QR decomposition on large (>1TB) matrix

I’d like to perform a QR decomposition on a large (> 1TB) matrix. Much larger than the available memory on a single node on our HPC.

My idea is to set up a DistributedArray (GitHub - JuliaParallel/DistributedArrays.jl: Distributed Arrays in Julia) or MPIArray (GitHub - barche/MPIArrays.jl: Distributed arrays based on MPI onesided communication) to share the data across a set of nodes to be able to fit the matrix into memory. I’d then like to perform (a distributed) QR decomposition or Ridge Regression. However, it seems these packages do not support a QR decomposition?

I’ve tried using Elemental.jl (GitHub - JuliaParallel/Elemental.jl: Julia interface to the Elemental linear algebra library.) but that seems to spawn processes with copies of the matrix, resulting in OutOfMemory() errors.

Can anyone point me in the right direction to try and solve this problem? Many thank in advance for helping me out!

4 Likes

Can’t you use a Matrix Free version?

1 Like

wow, I have never seen or worked with large matrices. How many rows and cols does this matrix have?

I think that QRMumps can handle this problem with the Julia interface QRMumps.jl. But you will need to compile a local version with StarPU to enable MPI support. The version precompiled by Yggdrasil doesn’t use StarPU.
QRMumps, like MUMPS, are tailored for very large problems.

MUMPS is for very large sparse problems.

If you have a large dense matrix, you want a parallel dense-direct library, i.e. something like Elemental.jl.

Probably you aren’t using it correctly? Handling distributed matrices, with only a chunk of the matrix in each process’s memory, is the whole point of the Elemental library AFAIK.
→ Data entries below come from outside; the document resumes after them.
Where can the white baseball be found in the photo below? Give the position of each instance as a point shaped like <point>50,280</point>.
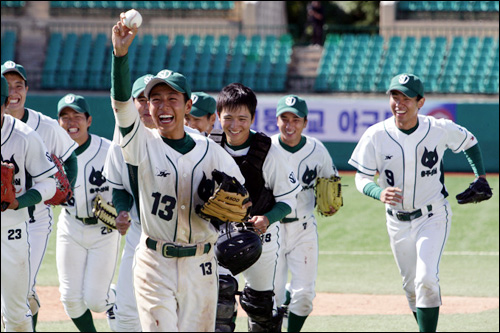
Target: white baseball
<point>132,17</point>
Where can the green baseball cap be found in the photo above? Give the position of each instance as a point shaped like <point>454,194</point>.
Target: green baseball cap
<point>203,104</point>
<point>175,80</point>
<point>11,67</point>
<point>75,102</point>
<point>293,104</point>
<point>408,84</point>
<point>5,90</point>
<point>140,84</point>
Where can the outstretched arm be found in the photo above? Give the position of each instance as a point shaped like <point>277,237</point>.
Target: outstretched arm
<point>121,39</point>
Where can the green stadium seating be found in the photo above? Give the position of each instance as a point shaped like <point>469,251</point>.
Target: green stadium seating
<point>159,54</point>
<point>144,57</point>
<point>51,61</point>
<point>97,62</point>
<point>80,69</point>
<point>8,45</point>
<point>66,65</point>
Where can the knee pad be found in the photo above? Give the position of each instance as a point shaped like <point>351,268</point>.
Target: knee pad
<point>257,304</point>
<point>226,304</point>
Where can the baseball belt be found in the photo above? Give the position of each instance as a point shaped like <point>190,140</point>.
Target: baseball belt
<point>170,250</point>
<point>409,216</point>
<point>86,220</point>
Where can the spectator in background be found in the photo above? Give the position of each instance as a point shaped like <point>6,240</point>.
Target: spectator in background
<point>316,19</point>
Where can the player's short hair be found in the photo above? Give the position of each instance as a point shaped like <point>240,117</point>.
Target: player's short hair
<point>236,95</point>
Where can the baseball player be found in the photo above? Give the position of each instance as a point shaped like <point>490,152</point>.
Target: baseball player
<point>25,150</point>
<point>86,249</point>
<point>59,143</point>
<point>407,151</point>
<point>202,116</point>
<point>299,238</point>
<point>123,317</point>
<point>175,272</point>
<point>273,189</point>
More generally, the question is where does your matrix come from, and can you exploit some special structure? e.g. is it sparse, or is there a fast way to multiply matrix-times-vector? Do you need the whole QR decomposition, or can you use some approximation? e.g. if you are using it to solve a least-squares problem, can you use randomized least squares?

1 Like

Hello,
qr_mumps is actually developed for solving sparse problems through a multifrontal factorization but also contains some dense linear algebra routines including a parallel QR factorization. The issue, though, is that in order to handle a 1TB matrix you need distributed memory parallelism, which qr_mumps does not support at the moment. One option is to use ScaLAPACK; there is a related discussion here.